Y si un día yo escribiera un texto, aunque fuera un texto muy breve, y se pareciera de lejos y en la distancia, a los textos que nos regalan permanentemente Fernando Sanmartín, Antón Castro o Miguel Mena, Melero me consideraría entre la nómina de escritores aragoneses que despiertan su emoción cuando los lee y yo saldría de la postergación en la que me encuentro entre sus amistades. Yo sé que tampoco es fácil que esto ocurra.

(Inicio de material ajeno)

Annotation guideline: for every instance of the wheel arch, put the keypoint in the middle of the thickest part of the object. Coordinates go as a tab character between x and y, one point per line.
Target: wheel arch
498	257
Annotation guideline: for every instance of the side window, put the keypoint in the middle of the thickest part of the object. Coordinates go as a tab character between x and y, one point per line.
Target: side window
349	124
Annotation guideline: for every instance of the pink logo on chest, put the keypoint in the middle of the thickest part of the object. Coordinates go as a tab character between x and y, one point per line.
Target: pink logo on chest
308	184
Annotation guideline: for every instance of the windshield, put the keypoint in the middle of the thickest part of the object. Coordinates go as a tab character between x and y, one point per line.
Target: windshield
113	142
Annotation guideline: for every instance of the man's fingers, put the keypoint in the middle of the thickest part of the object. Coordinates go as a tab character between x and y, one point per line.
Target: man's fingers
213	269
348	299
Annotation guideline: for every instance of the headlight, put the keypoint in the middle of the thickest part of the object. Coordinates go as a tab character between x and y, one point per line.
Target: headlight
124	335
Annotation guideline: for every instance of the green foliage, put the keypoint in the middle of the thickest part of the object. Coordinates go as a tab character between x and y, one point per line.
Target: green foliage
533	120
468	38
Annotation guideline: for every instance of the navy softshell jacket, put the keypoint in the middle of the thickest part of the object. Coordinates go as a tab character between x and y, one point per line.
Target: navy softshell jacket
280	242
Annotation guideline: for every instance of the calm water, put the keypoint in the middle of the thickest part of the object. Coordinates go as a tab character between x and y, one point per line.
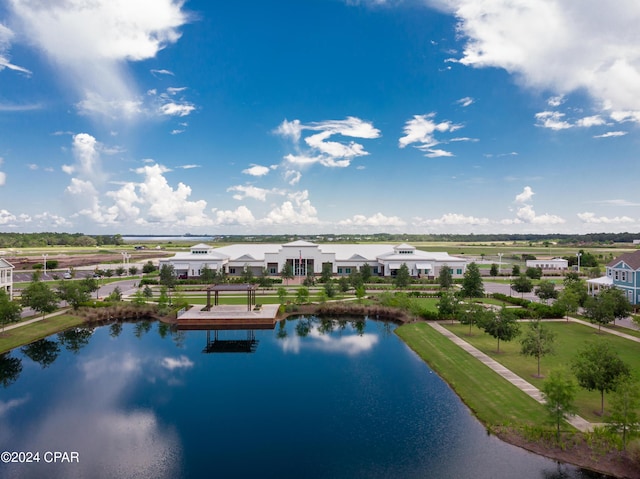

Lo mejor será aceptar que soy el último de los amigos de Pepe Melero. Me parece bien que así sea. A veces le digo a Miguel Mena que iré a su programa de Radio Zaragoza como un hombre sin más. Él me contesta que mientras no vaya como un árbol caído o como un pájaro herido todo le parece bien. A mí ya me va bien siendo el último de los amigos de Pepe Melero porque a veces ser el último es una manera de ser el primero.